I. Introduction
Trade secrets are important for business competitiveness, encompassing confidential information like formulas, processes and design because they hold economic values due to their secrecy. To qualify, information must be secret, possess commercial value from its secrecy, and be actively protected through reasonable efforts, such as Non-Disclosure Agreements (NDAs), physical security, and digital safeguards. According to its reason for being, the DPDP Act aims to promote privacy, raise safety standards in the data industry and ensure clear guidelines for processing digital personal data which lead with consent, transparency and responsibility and give users more control over their data. A key paradox arises from trade secrets requiring information not to be public knowledge, while the DPDP Act exempts data voluntarily made publicly available by individuals. If personal data, potentially part of a trade secret (a customer list), becomes public through the data principal's actions, its trade secret status is questioned. The DPDP Act's exemption, without specific trade secret carve-outs, could inadvertently undermine protection.1
New developments in information technology have connected business secrets with personal data. As a result, there is tension because of trade secret laws that declare data confidential, as compared to the extensive rights individuals have under the DPDP Act. Because trade secrets have rights-based protection compared to common law, there is a need to better align these two rules in India.
II. Understanding Trade Secrets Under the Indian IP Framework
Under the WTO TRIPS Agreement, Article 39,2 trade secrets require three conditions: secrecy, the commercial value from that secrecy, and reasonable protection efforts. Secret means not generally known, even if not entirely novel. Commercial value means economic benefit from confidentiality. Reasonable efforts include NDAs, restricted access, firewalls, and physical security.
India lacks a specific trade secret statute, relying on Contract Law (enforcing NDAs), Common Law Principles (breach of confidence), and Indirect Statutory Protection (Indian Penal Code, IT Act). The proposed Protection of Trade Secrets Bill 2024 aims to codify this, but it is not yet law. This reliance on ex post facto enforcement makes protection less robust than in jurisdictions with dedicated statutes, creating unpredictability and a need for codified law.
Trade secrets often include source code, client databases, R&D, pricing, and manufacturing processes. Indian cases like Zee Telefilms Ltd. v. Sundial Communications Pvt. Ltd.3 highlights common law protection for confidential ideas. However, American Express Bank Ltd. v. Ms. Priya Puri4 established that publicly available information (like customer contacts) isn't a trade secret, balancing employer interests with employee mobility.
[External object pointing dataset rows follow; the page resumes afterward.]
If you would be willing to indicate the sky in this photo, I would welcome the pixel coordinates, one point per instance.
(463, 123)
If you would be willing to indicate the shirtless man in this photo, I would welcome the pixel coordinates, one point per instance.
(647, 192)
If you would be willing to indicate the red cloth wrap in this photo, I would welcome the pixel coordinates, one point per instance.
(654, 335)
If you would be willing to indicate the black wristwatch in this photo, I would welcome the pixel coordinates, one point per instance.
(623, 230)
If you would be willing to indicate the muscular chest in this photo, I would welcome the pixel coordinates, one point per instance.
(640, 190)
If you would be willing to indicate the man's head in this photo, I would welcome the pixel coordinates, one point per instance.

This case also underscored that information easily compiled from public digital sources weakens its secrecy, creating a direct conflict with data privacy concerns, as this publicly available information is often personal data. Many companies use personal data, such as access logs and signed NDA records, when working to protect their trade secrets. Any lack of organization could lead to more data gathering, meaning companies must deal with more demanding data privacy compliance. The end result is that keeping trade secrets safe can lead to more difficulties in meeting data privacy laws.5
III. Understanding the Overview of India's DPDP Act, 2023
The Digital Personal Data Protection Act, which became law in August 2023, is India's leading framework for its personal data online. It tries to harmonize the protection of personal data by following the law. Digital personal data processed in India, whether online and electronic or not, is included under the Act, and it applies outside of India for any services provided to Indians. It makes consent, openness, and accountability the key values of its guidelines. Data Principals may access their data, correct any errors, delete them, get redressed for problems, and end their consent. Data Fiduciaries (entities processing data) must obtain free, specific, informed consent, minimize data, ensure accuracy, implement security, cease processing, and erase data when the purpose is fulfilled or consent is withdrawn, and can easily report breaches to the Data Protection Board of India (DPBI) and affected individuals.6
Section 7(i),7 employers do not need to obtain employees consent to use their data if the reason is to help safeguard against legal risks, support employment to protect company secrets. However, this exemption is limited to employees, excluding contractual staff, and its interaction with other data principal rights like erasure remains ambiguous, potentially leading to disputes.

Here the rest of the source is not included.